Appreciate your providing the full EDC statement, and I've linked to it in the main post.

Best regards.

I agree with a lot of the EDC statement. Actually, all of it. The group has my greatest respect and I'm grateful that Portsmouth has a group of dedicated professionals who are willing to volunteer their time to provide an economic development perspective on this and other important issues. I can find nothing in the above statement that I think is wrong.

But I focus on this little bit of the statement where it says, "Beyond a strict “dollars and cents” analysis, there are many other factors to be considered that cannot be precisely quantified in dollars to the Town. These include things such as ... the quality of life and the New England character of the Town."
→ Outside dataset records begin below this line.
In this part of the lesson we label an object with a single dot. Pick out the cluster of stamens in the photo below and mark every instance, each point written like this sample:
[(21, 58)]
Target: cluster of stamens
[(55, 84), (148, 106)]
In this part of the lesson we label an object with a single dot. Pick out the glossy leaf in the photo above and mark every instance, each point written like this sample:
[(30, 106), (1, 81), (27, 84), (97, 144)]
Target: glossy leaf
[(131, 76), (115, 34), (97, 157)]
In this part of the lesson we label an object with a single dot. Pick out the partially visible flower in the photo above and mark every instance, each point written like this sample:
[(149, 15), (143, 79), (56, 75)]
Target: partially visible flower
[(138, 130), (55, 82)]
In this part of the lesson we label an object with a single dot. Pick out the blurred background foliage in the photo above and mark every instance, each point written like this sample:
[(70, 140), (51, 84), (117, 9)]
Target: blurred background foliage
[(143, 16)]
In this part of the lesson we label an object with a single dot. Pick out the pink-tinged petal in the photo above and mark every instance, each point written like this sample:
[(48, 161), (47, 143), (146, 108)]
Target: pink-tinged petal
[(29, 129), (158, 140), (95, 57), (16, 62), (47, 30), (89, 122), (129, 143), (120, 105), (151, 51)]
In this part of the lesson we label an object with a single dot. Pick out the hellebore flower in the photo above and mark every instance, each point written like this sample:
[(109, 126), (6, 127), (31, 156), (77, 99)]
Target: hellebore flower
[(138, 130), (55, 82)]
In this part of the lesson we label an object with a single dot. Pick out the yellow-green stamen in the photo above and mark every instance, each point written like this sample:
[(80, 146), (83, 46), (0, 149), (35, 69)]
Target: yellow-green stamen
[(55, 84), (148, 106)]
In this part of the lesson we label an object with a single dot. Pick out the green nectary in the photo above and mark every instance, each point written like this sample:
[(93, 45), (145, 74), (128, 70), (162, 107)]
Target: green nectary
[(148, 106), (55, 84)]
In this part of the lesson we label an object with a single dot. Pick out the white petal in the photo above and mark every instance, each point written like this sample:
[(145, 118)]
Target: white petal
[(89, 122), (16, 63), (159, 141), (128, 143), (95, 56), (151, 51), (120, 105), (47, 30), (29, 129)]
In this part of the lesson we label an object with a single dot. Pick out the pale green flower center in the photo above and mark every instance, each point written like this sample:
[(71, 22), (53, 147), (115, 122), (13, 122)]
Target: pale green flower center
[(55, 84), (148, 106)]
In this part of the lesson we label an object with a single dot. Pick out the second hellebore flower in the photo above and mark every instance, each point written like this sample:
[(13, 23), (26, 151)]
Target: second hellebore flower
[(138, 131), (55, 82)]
Boy does that say a mouthful! Ever live near a town that has a paper mill? I can assure you the dollars and cents analysis is irrelevant when you're smelling sulfur fumes all day. I've also lived near a shellfish processing plant. That made the sulfur fumes seem like perfume. Remember the old "combat zone" in Boston? Imagine those kind of businesses coming here.

The point is that not every commercial development is wanted. That's the honest truth, even though we are an "every business counts" community. Economic analysis is important, but it is not the only thing that is important. There is a quality of life analysis that must be factored into the mix along with the dollars and cents analysis.

That's why I support the moratorium and the process that will take place for Portsmouth to refine it's laws to ensure we will preserve our quality of life.

So thanks, PEDC Chair and thanks to all of the PEDC members who helped draft the statement. You are to be especially congratulated for having the fortitude to present the PEDC position even though it is likely not very popular. You have my deepest respect. I hope that you will also respect the opinions of those of us who do not view everything through an economic lens.

Amount of information imparted to the public about the moritorum meeting:
1) This Blog: A lengthy, detailed report.
2) The Providence Journal: A brief and adequate if not detailed summary
4) Today's Newport Daily News: NOTHING. Zip. Nada. Zero.